In other words, the type of policy coup Nixon and Kissinger pulled off required great cunning and knowledge of the inner workings of the American government. Trump undoubtedly possess a certain cunning in terms of politics, he has never shown such command of policy and process. As Jeffrey Lewis, a scholar at the Middlebury Institute of International Studies at Monterey, put it in Foreign Policy, Trump’s latest move is “like Richard Nixon going to China, but if Nixon were a moron.”

The outcome of Trump’s rogue decision-making is likely to be closer to Ronald Reagan’s than Nixon. While Nixon achieved his goal of an opening to China and detente with the Soviet Union, Reagan wasn’t able to follow through with his equally ambitious desire to completely eliminate the threat of nuclear weapons. In the 1986 USA-Soviet summit in Iceland, Reagan and Soviet leader Mikhail Gorbachev entertained the radical proposal to completely do away nuclear weapons. He did so in the face of opposition of many in own government, such as Secretary of Defense Caspar Weinberger. But Reagan wasn’t able to follow through on the idea, in part because he couldn’t reconcile it with other policy preferences, like his support for the Strategic Defense Initiative. But the larger problem was that Reagan was willing to entertain the idea but didn’t have either the knowledge or drive to advance it.

While Trump is making his decisions alone, he still needs a consensus in his government to implement those policies. But Trump’s solo decisions will drive away even more staffers in an already depleted administration. The tariff decision led to the resignation of Gary Cohn, the director of the National Economic Council, and was carried out in a typically haphazard way, with exemptions granted to certain countries like Canada and Mexico countries, sowing even more confusion and chaos.

There are already sees signs of turmoil after the North Korea decision, with press secretary Sarah Huckabee Sanders casting doubt on whether the meeting would even take place. “The White House’s muddled message highlighted the confusion sowed by Mr. Trump’s on-the-spot decision to meet Mr. Kim,” Mark Landler wrote in the Times. “Having built its North Korea policy on sanctions and threats of military action, the administration must now learn the language of engagement.” As Landler reports, even State Department officials who welcome talks with North Korea have misgivings because of the internal strife in the administration and believe “the chances of a meeting between the two leaders actually happening were less than 50 percent.”

The most serious danger is that because Trump has no firm policy commitments, he could easily swing from engaging with North Korea to returning to aggression if the talks fail. The hawks who might normally oppose Trump’s outreach to North Korea already see this as a potential silver lining. Former United Nations ambassador John Bolton, frequently discussed as a future national security advisor, is explicitly hoping for this outcome. As he told a Washington radio station, “I think this session between the two leaders could well be a fairly brief session where Trump says, ‘Tell me you have begun total denuclearization, because we’re not going to have protracted negotiations, you can tell me right now or we’ll start thinking of something else.’”
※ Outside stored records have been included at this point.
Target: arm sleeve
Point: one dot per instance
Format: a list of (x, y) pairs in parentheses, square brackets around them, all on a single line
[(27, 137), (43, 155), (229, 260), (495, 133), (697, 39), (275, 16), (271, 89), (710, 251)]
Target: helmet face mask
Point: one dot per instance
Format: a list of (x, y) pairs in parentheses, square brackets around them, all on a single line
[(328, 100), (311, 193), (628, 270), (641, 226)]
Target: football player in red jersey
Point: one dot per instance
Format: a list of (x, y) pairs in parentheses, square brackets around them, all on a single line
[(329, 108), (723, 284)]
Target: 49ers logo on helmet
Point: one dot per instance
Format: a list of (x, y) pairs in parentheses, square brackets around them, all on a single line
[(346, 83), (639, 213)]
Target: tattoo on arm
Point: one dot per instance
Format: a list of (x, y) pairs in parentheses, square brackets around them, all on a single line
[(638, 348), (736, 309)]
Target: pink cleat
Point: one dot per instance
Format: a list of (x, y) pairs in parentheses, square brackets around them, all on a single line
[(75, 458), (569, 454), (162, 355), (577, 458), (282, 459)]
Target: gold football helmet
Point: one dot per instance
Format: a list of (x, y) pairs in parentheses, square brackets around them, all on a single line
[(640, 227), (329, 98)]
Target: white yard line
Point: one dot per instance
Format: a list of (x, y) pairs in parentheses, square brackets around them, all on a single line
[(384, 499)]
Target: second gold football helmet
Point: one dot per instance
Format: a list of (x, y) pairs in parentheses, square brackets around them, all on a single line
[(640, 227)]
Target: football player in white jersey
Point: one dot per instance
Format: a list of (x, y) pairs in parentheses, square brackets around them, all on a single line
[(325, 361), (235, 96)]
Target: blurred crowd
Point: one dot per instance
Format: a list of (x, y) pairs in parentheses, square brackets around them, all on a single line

Trump is returning to his campaign mould, where he spoke about how “I alone” can solve problems and only needed to consult himself. Asked in 2016 who his advisers were, Trump said, “I’m speaking with myself, number one, because I have a very good brain and I’ve said a lot of things.” The problem is, even if he had the greatest brain ever, Trump would still need the support of his administration—and in some cases, the majority of his party. Trump might feel like he’s taking control of his presidency, but he doesn’t have the control necessary to turn his ideas into action.